Eton was fortunate to welcome Professor Chris Baldick, University of London, to a recent Zoom webinar hosted by the Literary Society on the topic of English Modernism.

The first and most important thing to note was that Modernism was not a broad-sweeping movement throughout the art world in the 20th Century, but a niche subgroup which was for many years largely ignored by the wider artistic community. The authors who espoused it were conscious that they were pursuing a minority interest and intentionally swimming against the currents of commercial literature. In fact, Professor Baldick mentioned that it took many years for Virginia Woolf and George Eliot’s works to even begin to be appreciated on a wider scale.

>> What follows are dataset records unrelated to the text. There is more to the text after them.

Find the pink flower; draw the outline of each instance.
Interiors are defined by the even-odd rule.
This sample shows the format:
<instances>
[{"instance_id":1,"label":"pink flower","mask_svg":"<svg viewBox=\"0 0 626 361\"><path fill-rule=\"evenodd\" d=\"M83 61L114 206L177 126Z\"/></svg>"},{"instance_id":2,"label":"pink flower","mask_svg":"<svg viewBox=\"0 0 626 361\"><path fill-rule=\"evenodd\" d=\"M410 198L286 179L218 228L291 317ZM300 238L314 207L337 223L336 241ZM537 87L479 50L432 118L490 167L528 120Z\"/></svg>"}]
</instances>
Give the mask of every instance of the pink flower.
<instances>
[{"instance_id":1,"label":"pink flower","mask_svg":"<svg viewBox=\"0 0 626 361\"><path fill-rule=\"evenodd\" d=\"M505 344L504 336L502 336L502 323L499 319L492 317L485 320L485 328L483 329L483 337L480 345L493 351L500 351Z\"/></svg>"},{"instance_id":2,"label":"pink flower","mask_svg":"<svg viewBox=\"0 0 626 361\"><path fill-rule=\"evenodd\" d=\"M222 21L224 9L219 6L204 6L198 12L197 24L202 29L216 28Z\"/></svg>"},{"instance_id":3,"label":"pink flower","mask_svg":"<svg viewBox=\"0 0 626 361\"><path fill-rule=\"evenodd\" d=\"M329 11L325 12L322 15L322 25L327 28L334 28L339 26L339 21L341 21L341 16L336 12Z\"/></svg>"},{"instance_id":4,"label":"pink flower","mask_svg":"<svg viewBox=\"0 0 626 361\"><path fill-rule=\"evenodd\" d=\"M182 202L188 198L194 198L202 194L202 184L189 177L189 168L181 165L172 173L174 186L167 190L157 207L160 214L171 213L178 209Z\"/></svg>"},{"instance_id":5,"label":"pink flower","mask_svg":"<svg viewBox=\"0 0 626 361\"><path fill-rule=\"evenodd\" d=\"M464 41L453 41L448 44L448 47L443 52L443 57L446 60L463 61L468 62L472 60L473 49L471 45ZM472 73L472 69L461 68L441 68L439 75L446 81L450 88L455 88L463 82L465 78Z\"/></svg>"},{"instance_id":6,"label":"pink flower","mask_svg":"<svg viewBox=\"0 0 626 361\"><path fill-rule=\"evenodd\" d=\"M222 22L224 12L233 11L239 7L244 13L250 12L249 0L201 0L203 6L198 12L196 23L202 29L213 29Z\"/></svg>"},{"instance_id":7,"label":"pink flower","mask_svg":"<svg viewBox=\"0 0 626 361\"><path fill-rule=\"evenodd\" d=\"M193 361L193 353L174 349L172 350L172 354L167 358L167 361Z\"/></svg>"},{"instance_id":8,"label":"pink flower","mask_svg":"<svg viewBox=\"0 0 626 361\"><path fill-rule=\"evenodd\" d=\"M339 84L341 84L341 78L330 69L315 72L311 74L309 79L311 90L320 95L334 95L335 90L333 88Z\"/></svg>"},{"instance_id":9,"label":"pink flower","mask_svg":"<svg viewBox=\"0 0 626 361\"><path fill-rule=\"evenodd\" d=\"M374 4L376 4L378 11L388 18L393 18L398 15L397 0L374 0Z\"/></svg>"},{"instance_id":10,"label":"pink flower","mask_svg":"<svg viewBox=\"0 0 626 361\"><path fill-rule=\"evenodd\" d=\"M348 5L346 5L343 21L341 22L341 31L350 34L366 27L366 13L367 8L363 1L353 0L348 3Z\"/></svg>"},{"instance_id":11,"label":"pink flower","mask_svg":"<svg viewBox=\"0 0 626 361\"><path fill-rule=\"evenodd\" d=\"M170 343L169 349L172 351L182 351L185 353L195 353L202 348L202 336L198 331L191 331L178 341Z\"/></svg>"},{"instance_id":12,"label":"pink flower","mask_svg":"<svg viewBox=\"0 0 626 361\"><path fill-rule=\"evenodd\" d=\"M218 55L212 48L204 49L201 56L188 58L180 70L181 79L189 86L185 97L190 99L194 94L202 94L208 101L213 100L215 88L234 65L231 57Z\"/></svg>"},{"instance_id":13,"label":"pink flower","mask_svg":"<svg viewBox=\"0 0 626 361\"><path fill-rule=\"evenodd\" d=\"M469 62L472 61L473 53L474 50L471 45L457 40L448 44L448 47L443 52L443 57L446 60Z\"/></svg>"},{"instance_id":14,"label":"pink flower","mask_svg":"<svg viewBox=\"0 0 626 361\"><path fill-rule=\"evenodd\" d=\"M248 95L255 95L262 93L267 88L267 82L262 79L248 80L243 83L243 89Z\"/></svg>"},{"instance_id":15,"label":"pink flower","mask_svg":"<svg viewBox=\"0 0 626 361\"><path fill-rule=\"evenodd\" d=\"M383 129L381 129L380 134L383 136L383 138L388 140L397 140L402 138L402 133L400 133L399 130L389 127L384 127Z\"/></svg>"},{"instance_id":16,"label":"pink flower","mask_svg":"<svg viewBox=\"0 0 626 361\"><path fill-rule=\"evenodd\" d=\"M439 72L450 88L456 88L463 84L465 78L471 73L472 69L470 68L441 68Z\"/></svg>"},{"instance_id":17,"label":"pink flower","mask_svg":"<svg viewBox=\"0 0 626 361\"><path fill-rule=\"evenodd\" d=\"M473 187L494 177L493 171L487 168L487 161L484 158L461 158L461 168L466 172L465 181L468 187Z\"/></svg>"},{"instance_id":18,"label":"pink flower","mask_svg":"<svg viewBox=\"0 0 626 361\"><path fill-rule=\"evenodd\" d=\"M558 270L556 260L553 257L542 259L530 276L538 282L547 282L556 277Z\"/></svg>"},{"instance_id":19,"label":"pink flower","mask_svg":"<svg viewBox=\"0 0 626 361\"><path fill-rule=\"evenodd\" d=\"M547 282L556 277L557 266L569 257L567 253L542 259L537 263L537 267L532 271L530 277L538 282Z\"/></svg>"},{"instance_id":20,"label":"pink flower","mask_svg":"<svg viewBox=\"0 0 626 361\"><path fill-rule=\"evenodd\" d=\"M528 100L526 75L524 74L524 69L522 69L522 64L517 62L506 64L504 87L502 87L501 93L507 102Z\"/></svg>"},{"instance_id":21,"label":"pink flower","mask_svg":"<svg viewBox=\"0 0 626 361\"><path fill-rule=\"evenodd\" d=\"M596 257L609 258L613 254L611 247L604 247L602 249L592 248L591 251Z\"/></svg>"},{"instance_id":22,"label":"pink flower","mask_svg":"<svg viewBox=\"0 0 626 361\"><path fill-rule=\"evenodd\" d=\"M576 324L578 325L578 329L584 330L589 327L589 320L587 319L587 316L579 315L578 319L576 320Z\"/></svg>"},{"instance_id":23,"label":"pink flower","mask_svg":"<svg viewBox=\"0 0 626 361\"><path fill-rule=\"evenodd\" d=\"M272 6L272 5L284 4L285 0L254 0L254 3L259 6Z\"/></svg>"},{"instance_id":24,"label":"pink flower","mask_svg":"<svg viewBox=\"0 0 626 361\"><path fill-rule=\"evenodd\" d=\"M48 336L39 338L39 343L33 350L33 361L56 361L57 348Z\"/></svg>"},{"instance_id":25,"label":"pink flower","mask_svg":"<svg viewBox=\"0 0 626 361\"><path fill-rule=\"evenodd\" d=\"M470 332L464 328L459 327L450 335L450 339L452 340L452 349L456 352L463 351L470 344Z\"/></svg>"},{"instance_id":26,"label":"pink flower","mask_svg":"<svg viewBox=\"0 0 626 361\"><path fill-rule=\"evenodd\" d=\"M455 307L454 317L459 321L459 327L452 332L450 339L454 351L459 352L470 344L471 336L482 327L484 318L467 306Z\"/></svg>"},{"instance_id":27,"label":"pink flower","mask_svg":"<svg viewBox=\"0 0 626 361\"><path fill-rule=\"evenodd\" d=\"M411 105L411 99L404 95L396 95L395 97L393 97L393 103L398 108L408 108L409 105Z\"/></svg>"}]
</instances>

Fundamentally, Modernism is defined by a leniency towards experimentation, and by an evolution in cultural and generational differences shaped by the hardships of the time. Modernism is believed to have come into literature through its influence in other arts such as the visual arts (with examples such as cubism), music (where artists like Stravinsky challenged the genre), and even architecture. Humorously, Professor Baldick explained that too often literature is seduced by the other arts — an influence which can be profoundly interesting and influential, but also fickle.

It became clear that Modernism should not be praised without considering the wider cultural context of the time. Much of the motivation behind Modernism was a profound dissatisfaction with the world, its proponents convinced that living and working conditions would improve for all. This was a vision that the First World War smashed viciously, and prompted artistic reflection on how to reform society.

Such displeasure with the world resulted in deep-cutting criticisms of society and an avant-garde, revolutionary attitude towards literature, but as Professor Baldick so rightly said, we must understand the context of Modernism as we critique its wares.